Landscapes are cinematic by nature. Who doesn’t feel like a main character when walking among skyscrapers? For lovers of cinema, the idea of setting as a character is a familiar concept.
Among the next generation of virtual world builders, there’s one creative blurring the lines between architecture and the visual experience to create place-immersive stories that use physical landscapes to express the landscape of human emotion.
An architectural designer by profession, Aygul Abizgildina has spent the last several years creating projects that play on human perceptions of spaces. Toying with everything from the rhythmic soundscapes of architectural spaces to the visual experience of insomnia, Abizgildina’s projects bring viewers to the intimate and indefinable space between emotion and perception.
“Architecture changed my perception of beauty,” says Abizgildina. The artist shares that her passion for architecture first developed out of a desire to explore landscapes of her consciousness to create introspective imagery.
After receiving a bachelorβs degree in architecture, Abizgildina began to fuse her technical knowledge of building infrastructure with skills in graphic design and digital programs. As time progressed, she earned a reputation for pushing the boundaries of realism to capture a surrealistic illustration of the external world.
Abizgildina cites the Kuleshov effect as one of her inspirations for learning how to defy boundaries in filmmaking. Developed by Russian filmmaker Lev Kuleshov in the 1910s and 1920s, the technique uses two sequential shots to cause viewers to derive more significance from an interaction compared to a single shot. In her editing, Abizgildina calls on this technique to position shots to create different meanings and moods within scenes.
Abizgildina also shoots scenes for her pieces in a dark room because of the slow reveal created by this type of environment. Rather than showing the viewer everything at once, Abizgildina invites the viewer to decide what they perceive the space to look like.
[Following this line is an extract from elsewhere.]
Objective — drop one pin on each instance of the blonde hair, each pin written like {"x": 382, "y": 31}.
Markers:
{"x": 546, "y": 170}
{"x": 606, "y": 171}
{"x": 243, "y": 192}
As the viewer completes the whole picture of the space by connecting different aspects of scenes together, they become the scenographer.
“Essentially, I feed the viewer a seed that sprouts in their head,” Abizgildina shares when discussing the relationship between imagery and the viewer she intends to create. The narrative is also prioritized.
In a piece called “Gabrielle,” which explores a person’s emotional development through the function of architecture, the main character’s emotional development is expressed through physical space by creating four distinct rooms. Dreams, feelings, and thoughts are mixed with reality through the function of physical space.
While Abizgildina’s concepts may seem complex, they connect innately on an emotional level with anyone who has ever associated a feeling or state in life with a place. By connecting personal development with the uses of space, Abizgildina uses architecture as an effective form of narrative and visual storytelling that evokes universally held emotions in just a few shots.